Ipea diz que pior da crise passou e prevê crescimento do PIB de 2%


O Ipea (Instituto de Pesquisa Econômica Privada) prevê crescimento de 2% do PIB este ano e a taxa de inflação entre 3,7% a 4,7%, bem perto da meta de 4,5% definida pelo Conselho Monetário Nacional. O coordenador do Grupo de Análise e Previsão do instituto, Roberto Messenberg, em entrevista coletiva hoje, disse que o pior …

O Ipea (Instituto de Pesquisa Econômica Privada) prevê crescimento de 2% do PIB este ano e a taxa de inflação entre 3,7% a 4,7%, bem perto da meta de 4,5% definida pelo Conselho Monetário Nacional. O coordenador do Grupo de Análise e Previsão do instituto, Roberto Messenberg, em entrevista coletiva hoje, disse que o pior da crise financeira internacional já foi superado. "Neste sentido, acreditamos que a economia mundial, ainda que de forma lenta, apresentará uma melhora gradual no decorrer dos próximos anos, em resposta às medidas de política econômica adotadas por diversos governos", disse. No último trimestre de 2008, o PIB recuou 3,6%.

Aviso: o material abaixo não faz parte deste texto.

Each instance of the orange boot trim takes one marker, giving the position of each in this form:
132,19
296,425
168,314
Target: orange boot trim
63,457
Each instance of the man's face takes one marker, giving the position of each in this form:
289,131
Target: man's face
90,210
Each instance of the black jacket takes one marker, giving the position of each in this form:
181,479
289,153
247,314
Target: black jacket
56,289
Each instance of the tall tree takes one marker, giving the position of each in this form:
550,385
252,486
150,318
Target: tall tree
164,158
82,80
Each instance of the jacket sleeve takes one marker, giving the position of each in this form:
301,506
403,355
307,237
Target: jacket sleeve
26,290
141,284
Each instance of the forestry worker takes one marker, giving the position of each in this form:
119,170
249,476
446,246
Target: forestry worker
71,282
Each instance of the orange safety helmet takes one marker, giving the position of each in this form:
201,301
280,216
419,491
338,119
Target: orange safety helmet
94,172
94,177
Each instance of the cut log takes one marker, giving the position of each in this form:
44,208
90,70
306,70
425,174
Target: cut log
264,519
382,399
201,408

As previsões do Ipea se baseiam na melhoria dos indicadores econômicos, que já podem ser observadas no início deste ano, como a expansão do crédito, favorecida pela flexibilização da política monetária, iniciada em janeiro. Esse movimento, prevê Messenberg, deverá também influenciar positivamente a trajetória do consumo, especialmente no segundo semestre do ano.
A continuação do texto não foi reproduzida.